Que una convivencia no se cumpla duele antes de convertirse en un problema jurídico. El impulso inmediato suele ser reclamar, amenazar, presentarse sin aviso o responder dejando de pagar otros gastos. Esa reacción puede empeorar el expediente. En México, la convivencia debe analizarse desde el interés superior de niñas, niños y adolescentes y desde la resolución o convenio concreto que la regula. No existe una sola fórmula nacional sobre horarios, entregas o consecuencias del incumplimiento. Lo que sí puedes hacer en casi cualquier escenario es trabajar con hechos verificables: fecha, hora, lugar, motivo comunicado, propuesta de reposición, respuesta y efecto sobre el hijo. Si el régimen ya está judicializado, el objetivo no es castigar a la otra persona, sino lograr cumplimiento o pedir una modificación que funcione mejor para el menor.

Primero lee exactamente qué dice tu convenio o resolución

Muchos conflictos se discuten a partir de recuerdos: me toca cada quince días, las vacaciones son mitad y mitad, yo siempre puedo hablar por teléfono. Eso no basta. Localiza la versión vigente del convenio, sentencia o medida provisional y revisa días, horarios, punto de entrega, vacaciones, llamadas, transporte, convivencias supervisadas y cualquier condición especial. Si existen varias resoluciones, ordénalas por fecha para saber cuál modificó a cuál. La pregunta jurídica básica es qué obligación existe actualmente y quién debía hacer qué cosa en la fecha del incumplimiento. Sin esa base, cualquier petición de ejecución empieza débil.

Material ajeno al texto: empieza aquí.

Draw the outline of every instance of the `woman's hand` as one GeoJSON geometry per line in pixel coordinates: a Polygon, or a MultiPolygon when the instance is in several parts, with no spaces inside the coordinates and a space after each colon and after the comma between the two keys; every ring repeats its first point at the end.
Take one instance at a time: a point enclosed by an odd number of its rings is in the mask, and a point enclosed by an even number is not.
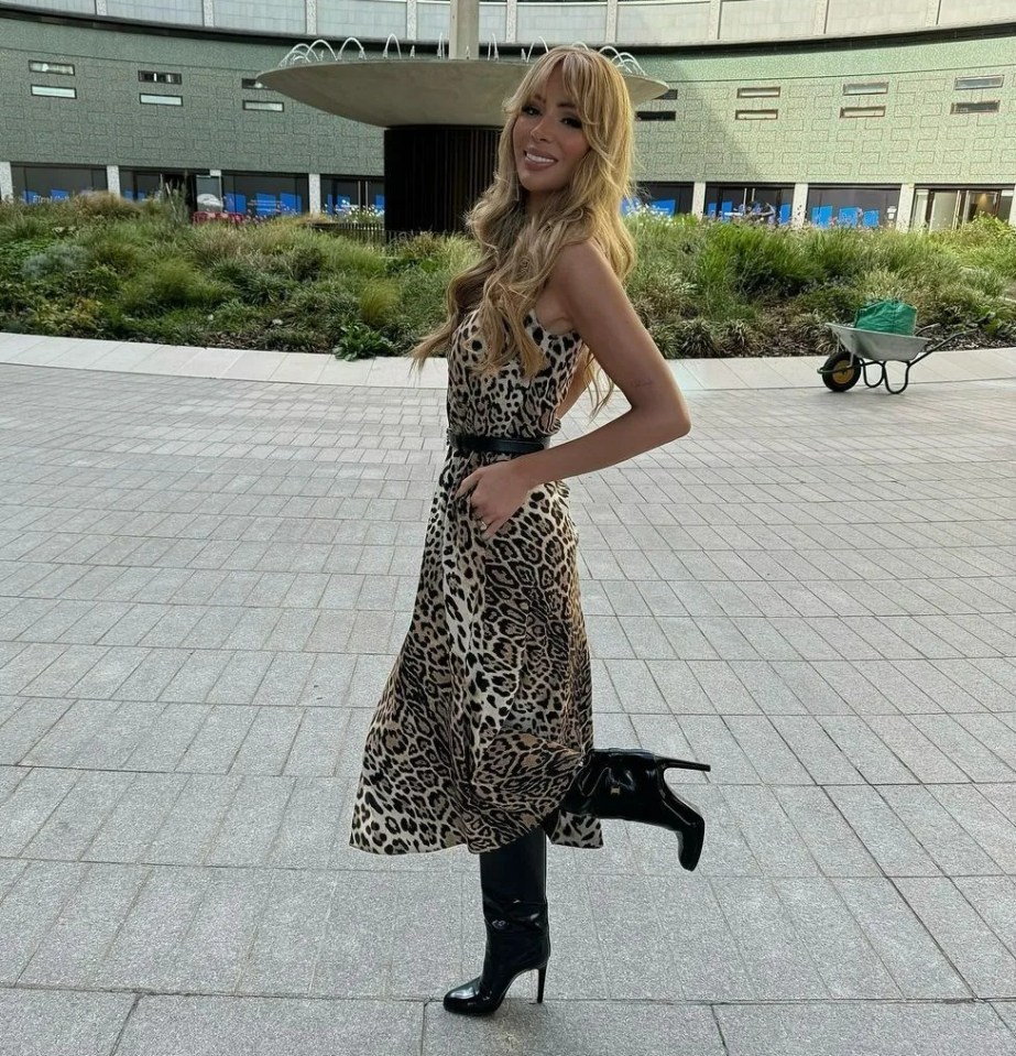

Calendario de convivencia y fechas documentadas para organizar el contacto con los hijos

Documenta el incumplimiento sin convertir a tu hijo en mensajero

Crea una bitácora sencilla. Registra fecha, hora, lugar acordado, qué ocurrió, qué comunicación recibiste y qué alternativa propusiste. Conserva mensajes completos, no solo una captura que elimina contexto. Si acudiste a un punto de entrega, guarda evidencia lícita de tu presencia. Si la otra persona avisó que el niño estaba enfermo, pide de forma razonable información para reorganizar la convivencia, no un interrogatorio. Evita pedir al hijo que grabe, que mande mensajes ocultos o que explique quién tuvo la culpa. La documentación debe protegerlo del conflicto, no incorporarlo a la investigación. Una cronología objetiva puede mostrar un patrón. Un expediente lleno de insultos demuestra otra cosa.

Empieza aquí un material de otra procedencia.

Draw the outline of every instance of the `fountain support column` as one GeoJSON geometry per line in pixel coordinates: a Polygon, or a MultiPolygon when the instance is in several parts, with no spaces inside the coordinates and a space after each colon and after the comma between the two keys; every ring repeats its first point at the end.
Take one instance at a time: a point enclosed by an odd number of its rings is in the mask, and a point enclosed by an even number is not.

Una cancelación aislada no se analiza igual que un patrón persistente

La vida real tiene enfermedades, eventos escolares, viajes, emergencias y cambios inevitables. Por eso es útil distinguir una cancelación razonable de un comportamiento reiterado que vacía de contenido el régimen. Si una convivencia se pierde, propone reposición con fechas concretas. Si existe una razón válida, déjala documentada. Si el problema se repite, tu bitácora empezará a mostrar frecuencia, duración y respuestas. Esa información permite decidir si lo adecuado es pedir cumplimiento, modificar horarios, cambiar puntos de entrega, incorporar mecanismos de comunicación o solicitar medidas distintas. Ir al juzgado por cada retraso menor puede ser tan poco estratégico como tolerar meses de incumplimientos sin registrar nada.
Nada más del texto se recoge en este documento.